De afgelopen vijftig jaar, sinds het Akte van burgerrechten van 1964, is seksuele en seksuele intimidatie op de werkplek illegaal zijn. Sinds die tijd hebben tientallen nieuwe wetten, verplichtingen, verduidelijkingen en eisen zijn doorgegeven aan werkgevers. Hieronder zijn vijf anti-harassment vereisten voor hedendaagse werkgevers.
1. Actieve betrokkenheid
Een passieve benadering van seksuele intimidatie beleid is niet langer voldoende. Gewoon om werknemers over het beleid te informeren, zal de aansprakelijkheid niet voorkomen. Werkgevers moeten ervoor zorgen dat alle werknemers begrijpen en ondersteuning van het beleid. Beheer moet het systeem afdwingen door de nadruk op een open-deurbeleid voor alle klachten en door onmiddellijk te reageren met snelle onderzoeken en passende maatregelen in antwoord op alle grieven.
2. EEOC eisen
De EEOC heeft verklaard dat het verwacht dat werkgevers om te trainen van werknemers in de preventie van seksuele intimidatie. Indien een klacht wordt ingediend met het Agentschap, vergt de EEOC bewijs en documentatie van deze opleiding.

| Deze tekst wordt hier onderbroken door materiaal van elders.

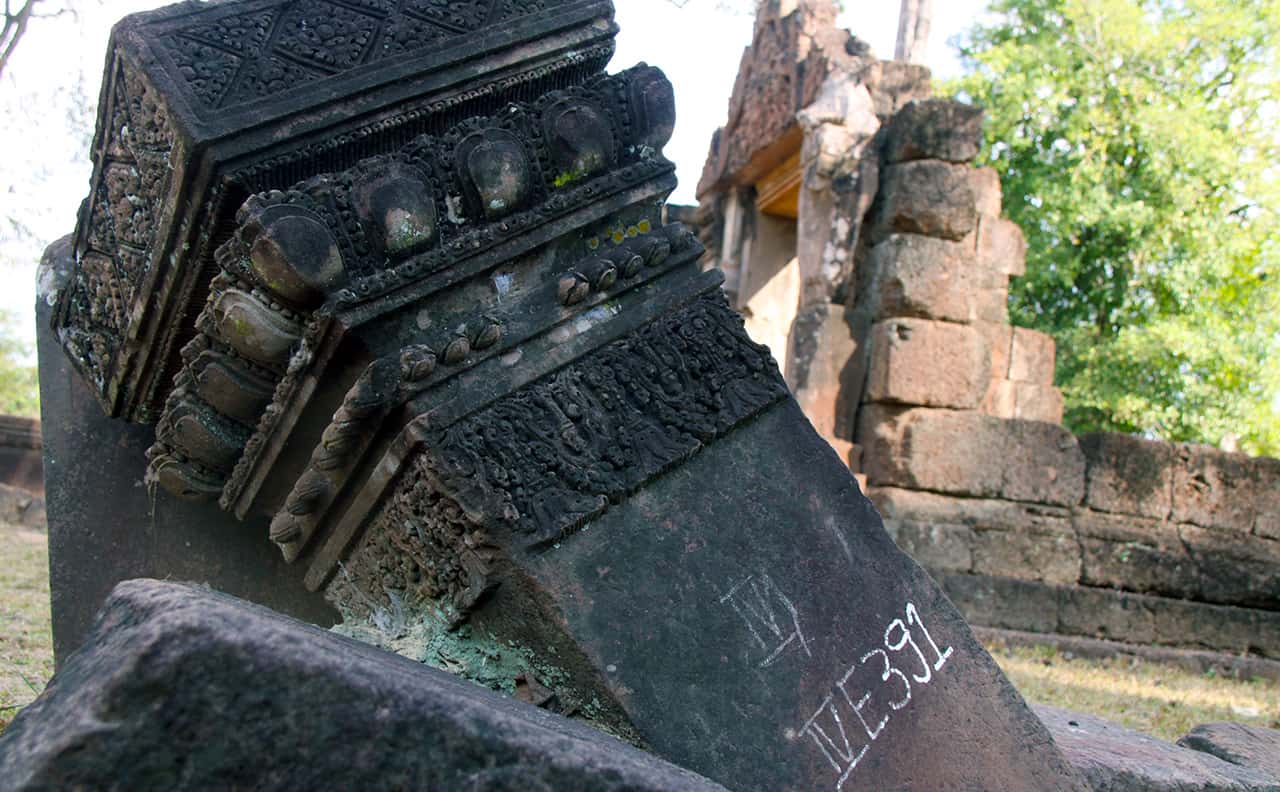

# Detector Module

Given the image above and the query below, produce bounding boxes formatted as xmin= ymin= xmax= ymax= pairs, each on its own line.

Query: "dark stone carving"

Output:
xmin=54 ymin=0 xmax=614 ymax=421
xmin=0 ymin=580 xmax=724 ymax=792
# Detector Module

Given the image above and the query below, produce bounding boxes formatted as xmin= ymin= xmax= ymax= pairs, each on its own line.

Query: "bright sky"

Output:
xmin=0 ymin=0 xmax=986 ymax=353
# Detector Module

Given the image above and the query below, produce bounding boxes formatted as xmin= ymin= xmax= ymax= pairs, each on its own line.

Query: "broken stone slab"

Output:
xmin=872 ymin=160 xmax=978 ymax=243
xmin=0 ymin=580 xmax=723 ymax=792
xmin=1178 ymin=722 xmax=1280 ymax=780
xmin=55 ymin=0 xmax=617 ymax=421
xmin=1032 ymin=705 xmax=1280 ymax=792
xmin=884 ymin=99 xmax=983 ymax=164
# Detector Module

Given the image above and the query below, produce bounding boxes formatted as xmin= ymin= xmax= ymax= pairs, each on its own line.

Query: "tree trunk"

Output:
xmin=893 ymin=0 xmax=933 ymax=63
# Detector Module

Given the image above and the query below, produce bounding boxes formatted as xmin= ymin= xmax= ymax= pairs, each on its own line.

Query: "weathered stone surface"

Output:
xmin=1001 ymin=421 xmax=1084 ymax=505
xmin=1178 ymin=525 xmax=1280 ymax=609
xmin=868 ymin=234 xmax=972 ymax=323
xmin=0 ymin=416 xmax=45 ymax=496
xmin=0 ymin=484 xmax=46 ymax=528
xmin=867 ymin=319 xmax=991 ymax=409
xmin=1032 ymin=705 xmax=1280 ymax=792
xmin=1172 ymin=445 xmax=1280 ymax=537
xmin=973 ymin=519 xmax=1080 ymax=585
xmin=1012 ymin=383 xmax=1066 ymax=424
xmin=868 ymin=60 xmax=933 ymax=119
xmin=1009 ymin=328 xmax=1057 ymax=385
xmin=884 ymin=99 xmax=983 ymax=165
xmin=1074 ymin=509 xmax=1201 ymax=598
xmin=856 ymin=404 xmax=1006 ymax=498
xmin=969 ymin=165 xmax=1004 ymax=217
xmin=978 ymin=380 xmax=1018 ymax=418
xmin=872 ymin=516 xmax=974 ymax=574
xmin=483 ymin=402 xmax=1085 ymax=789
xmin=1178 ymin=722 xmax=1280 ymax=783
xmin=977 ymin=215 xmax=1027 ymax=279
xmin=872 ymin=160 xmax=978 ymax=241
xmin=0 ymin=580 xmax=722 ymax=792
xmin=973 ymin=321 xmax=1014 ymax=380
xmin=973 ymin=287 xmax=1009 ymax=325
xmin=1080 ymin=432 xmax=1174 ymax=519
xmin=36 ymin=293 xmax=338 ymax=663
xmin=858 ymin=404 xmax=1084 ymax=505
xmin=938 ymin=574 xmax=1280 ymax=659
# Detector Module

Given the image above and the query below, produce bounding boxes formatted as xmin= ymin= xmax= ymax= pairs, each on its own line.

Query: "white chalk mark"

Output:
xmin=719 ymin=574 xmax=813 ymax=668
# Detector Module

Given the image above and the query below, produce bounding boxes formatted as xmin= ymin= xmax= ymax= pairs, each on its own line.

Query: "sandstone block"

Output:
xmin=858 ymin=404 xmax=1005 ymax=498
xmin=1253 ymin=457 xmax=1280 ymax=540
xmin=0 ymin=581 xmax=723 ymax=792
xmin=973 ymin=519 xmax=1080 ymax=585
xmin=1178 ymin=722 xmax=1280 ymax=783
xmin=867 ymin=60 xmax=933 ymax=120
xmin=1009 ymin=328 xmax=1057 ymax=385
xmin=884 ymin=519 xmax=973 ymax=574
xmin=1172 ymin=445 xmax=1280 ymax=537
xmin=858 ymin=404 xmax=1084 ymax=505
xmin=1075 ymin=509 xmax=1201 ymax=599
xmin=979 ymin=380 xmax=1018 ymax=418
xmin=1032 ymin=705 xmax=1280 ymax=792
xmin=1152 ymin=595 xmax=1280 ymax=659
xmin=873 ymin=160 xmax=978 ymax=241
xmin=884 ymin=99 xmax=983 ymax=163
xmin=1012 ymin=383 xmax=1066 ymax=424
xmin=937 ymin=573 xmax=1059 ymax=633
xmin=1001 ymin=421 xmax=1084 ymax=505
xmin=969 ymin=166 xmax=1004 ymax=217
xmin=867 ymin=319 xmax=991 ymax=409
xmin=1080 ymin=432 xmax=1174 ymax=519
xmin=977 ymin=215 xmax=1027 ymax=279
xmin=1057 ymin=586 xmax=1157 ymax=644
xmin=973 ymin=287 xmax=1009 ymax=325
xmin=1178 ymin=525 xmax=1280 ymax=609
xmin=870 ymin=234 xmax=974 ymax=322
xmin=973 ymin=321 xmax=1014 ymax=380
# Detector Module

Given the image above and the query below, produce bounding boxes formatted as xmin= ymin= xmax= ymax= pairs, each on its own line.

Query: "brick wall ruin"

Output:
xmin=699 ymin=0 xmax=1280 ymax=659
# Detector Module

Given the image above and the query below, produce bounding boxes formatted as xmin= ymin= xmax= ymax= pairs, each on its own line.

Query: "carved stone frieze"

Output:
xmin=54 ymin=0 xmax=616 ymax=421
xmin=151 ymin=65 xmax=673 ymax=508
xmin=335 ymin=293 xmax=787 ymax=613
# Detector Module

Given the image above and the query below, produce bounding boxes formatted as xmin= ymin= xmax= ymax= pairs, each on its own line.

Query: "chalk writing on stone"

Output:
xmin=719 ymin=574 xmax=813 ymax=668
xmin=787 ymin=603 xmax=952 ymax=791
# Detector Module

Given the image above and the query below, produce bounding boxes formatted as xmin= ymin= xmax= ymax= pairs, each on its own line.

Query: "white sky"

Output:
xmin=0 ymin=0 xmax=986 ymax=353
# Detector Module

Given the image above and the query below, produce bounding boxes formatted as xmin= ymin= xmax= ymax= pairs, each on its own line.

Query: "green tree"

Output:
xmin=0 ymin=312 xmax=40 ymax=418
xmin=955 ymin=0 xmax=1280 ymax=454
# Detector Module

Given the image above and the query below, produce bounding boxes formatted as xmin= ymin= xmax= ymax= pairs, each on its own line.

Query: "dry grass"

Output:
xmin=0 ymin=525 xmax=1280 ymax=740
xmin=0 ymin=523 xmax=54 ymax=731
xmin=987 ymin=645 xmax=1280 ymax=741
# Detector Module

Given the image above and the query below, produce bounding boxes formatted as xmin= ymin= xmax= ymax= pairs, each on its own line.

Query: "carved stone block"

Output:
xmin=54 ymin=0 xmax=616 ymax=421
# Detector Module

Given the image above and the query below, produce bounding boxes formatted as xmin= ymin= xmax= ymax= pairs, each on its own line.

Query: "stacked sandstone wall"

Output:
xmin=855 ymin=101 xmax=1280 ymax=659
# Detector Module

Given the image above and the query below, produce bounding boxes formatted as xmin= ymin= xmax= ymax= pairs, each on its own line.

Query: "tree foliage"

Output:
xmin=957 ymin=0 xmax=1280 ymax=454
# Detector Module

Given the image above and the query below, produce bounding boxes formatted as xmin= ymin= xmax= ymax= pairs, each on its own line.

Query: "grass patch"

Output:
xmin=0 ymin=523 xmax=1280 ymax=741
xmin=0 ymin=523 xmax=54 ymax=732
xmin=987 ymin=644 xmax=1280 ymax=741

De EEOC beweerde ook dat managers niet zijn noodzakelijkerwijs verantwoordelijk of staat, elke soort onderzoekbevoegdheden actie te voeren. Algemeen managers niet naar behoren gerechtvaardigde onderzoeken worden opgeleid en daarom alle klachten snel moeten worden gericht aan de Human Resources of een honkslag, aangewezen Ethics Officer.
3. DFEH verplichtingen
Het departement van eerlijke werkgelegenheid en huisvesting onderzoekt vorderingen van discriminatie en intimidatie op staatsniveau, vergelijkbaar met de EEOC operaties op federaal niveau. De DFEH geformuleerd 2 eerder definitieve uitspraken:
-Intimidatie tegen werknemers op basis van beschermde klassen is van toepassing op alle werkgevers, ongeacht de grootte van het bedrijf;
-Gender discriminatie wetten van toepassing op werkgevers met 5 of meer werknemers. Geslacht discriminatie wetten omvatten geslacht en seksuele intimidatie, evenals intimidatie verband houdt met zwangerschap of verbonden medische aandoeningen.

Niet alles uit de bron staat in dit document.